Thursday, 11 December 2014

Kevin Bacon game/numbers

Now we have a copy of IMDB movie and actor data in sw format (which BTW, we created using data from here) we can use that for the Kevin Bacon game and Kevin Bacon numbers. See WP for their definition.

In our notation, we can find actors Kevin Bacon numbers using something like:
kevin-bacon-0 |result> => |actor: Kevin (I) Bacon> 
kevin-bacon-1 |result> => actors movies |actor: Kevin (I) Bacon>
kevin-bacon-2 |result> => [actors movies]^2 |actor: Kevin (I) Bacon>
kevin-bacon-3 |result> => [actors movies]^3 |actor: Kevin (I) Bacon>
kevin-bacon-4 |result> => [actors movies]^4 |actor: Kevin (I) Bacon>
... and so on.
And visually looks something like this:

So, easy enough in theory but too slow to do that directly, so we drop back to using file_recall().
The python is not too hard:
# a single layer of the Kevin Bacon game.
# one is a superposition (though should handle kets too)
# returns a superposition.
#
# the code does: 
#   actors movies SUPERPOSITION
# eg: 
#   actors movies |actor: Kevin (I) Bacon>
#
def Kevin_Bacon_game(bacon_file,one):
  if type(one) == str:                   # make sure we have a superposition,
    one = superposition() + ket(one)     # even if fed a string or a ket
  elif type(one) == ket:                 # Hrmm... there has to be a neater way to write this mess!
    one = superposition() + one

#  one = one.apply_sigmoid(clean)         # optional to clean coeffs from our incoming sp

  sp1 = superposition()
  for x in one.data:
    sp1 += file_recall(bacon_file,"movies",x)

  sp2 = superposition()
  for x in sp1.data:
    sp2 += file_recall(bacon_file,"actors",x)

  print("len:",len(sp2))
  return sp2.coeff_sort()


sw_bacon_file = "sw-examples/improved-imdb.sw"    # our imdb data
r = ket("actor: Kevin (I) Bacon")                 # NB: we can choose any actor we like! We have the whole imdb to choose from!
N = 2                                             # How deep we want to go. For now 2, but maybe 4 or bigger later!
for k in range(N):
  r = Kevin_Bacon_game(sw_bacon_file,r)
  C.learn("kevin-bacon-" + str(k + 1),"result",r)
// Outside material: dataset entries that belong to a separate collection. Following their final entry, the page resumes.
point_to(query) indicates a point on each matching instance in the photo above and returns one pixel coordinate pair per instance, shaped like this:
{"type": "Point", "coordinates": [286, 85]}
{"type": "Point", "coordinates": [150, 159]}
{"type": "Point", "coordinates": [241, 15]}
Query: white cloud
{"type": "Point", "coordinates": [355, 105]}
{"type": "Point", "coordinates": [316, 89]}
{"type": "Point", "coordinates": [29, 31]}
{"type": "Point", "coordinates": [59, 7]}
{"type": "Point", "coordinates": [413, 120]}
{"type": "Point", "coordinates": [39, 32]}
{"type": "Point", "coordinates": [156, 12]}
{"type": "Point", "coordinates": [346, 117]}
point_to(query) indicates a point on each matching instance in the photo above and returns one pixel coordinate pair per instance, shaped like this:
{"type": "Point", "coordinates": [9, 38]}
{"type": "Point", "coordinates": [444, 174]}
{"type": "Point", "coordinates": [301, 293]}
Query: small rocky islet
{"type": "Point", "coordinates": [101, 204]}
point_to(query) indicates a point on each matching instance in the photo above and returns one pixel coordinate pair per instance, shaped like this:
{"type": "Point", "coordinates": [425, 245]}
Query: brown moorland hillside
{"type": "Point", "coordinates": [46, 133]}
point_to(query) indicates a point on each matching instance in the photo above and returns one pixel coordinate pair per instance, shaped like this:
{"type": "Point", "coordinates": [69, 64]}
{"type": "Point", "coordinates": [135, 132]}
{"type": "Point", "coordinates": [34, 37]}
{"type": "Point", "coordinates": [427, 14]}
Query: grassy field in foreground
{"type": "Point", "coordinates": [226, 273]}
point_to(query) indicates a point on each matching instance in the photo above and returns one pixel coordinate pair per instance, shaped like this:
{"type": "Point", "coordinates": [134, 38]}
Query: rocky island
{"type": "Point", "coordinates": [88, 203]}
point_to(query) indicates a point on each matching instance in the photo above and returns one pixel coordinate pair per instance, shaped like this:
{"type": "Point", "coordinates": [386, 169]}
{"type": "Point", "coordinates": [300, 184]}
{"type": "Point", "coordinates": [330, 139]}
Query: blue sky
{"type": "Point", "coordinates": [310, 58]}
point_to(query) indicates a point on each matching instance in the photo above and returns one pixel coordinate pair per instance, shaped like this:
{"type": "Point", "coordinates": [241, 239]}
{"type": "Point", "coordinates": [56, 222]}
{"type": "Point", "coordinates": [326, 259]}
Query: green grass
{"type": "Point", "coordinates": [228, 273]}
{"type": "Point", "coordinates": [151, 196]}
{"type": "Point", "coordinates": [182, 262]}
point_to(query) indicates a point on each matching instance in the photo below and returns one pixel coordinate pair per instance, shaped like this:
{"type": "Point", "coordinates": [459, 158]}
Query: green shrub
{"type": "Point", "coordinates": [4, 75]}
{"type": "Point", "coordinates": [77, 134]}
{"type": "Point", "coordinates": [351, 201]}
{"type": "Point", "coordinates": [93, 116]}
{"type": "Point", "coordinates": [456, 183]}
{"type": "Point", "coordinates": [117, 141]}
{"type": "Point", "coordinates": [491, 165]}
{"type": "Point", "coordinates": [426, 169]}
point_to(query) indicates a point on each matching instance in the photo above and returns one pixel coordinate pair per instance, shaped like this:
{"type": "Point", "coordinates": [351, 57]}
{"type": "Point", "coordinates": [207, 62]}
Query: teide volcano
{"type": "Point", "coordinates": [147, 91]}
name = "sw-examples/kevin-bacon.sw"               # save the results.
save_sw(C,name)
Indeed, even that might be too slow. So another optimization, we write to disk as we go:
# let's write a version that writes to disk as it goes.
sw_bacon_file = "sw-examples/improved-imdb.sw"    # our imdb data
sw_dest_file = "sw-examples/fast-write--kevin-bacon.sw" # where we are going to save the results
dest = open(sw_dest_file,'w')

# write the context header:
dest.write("|context> => |context: Kevin Bacon game>\n\n")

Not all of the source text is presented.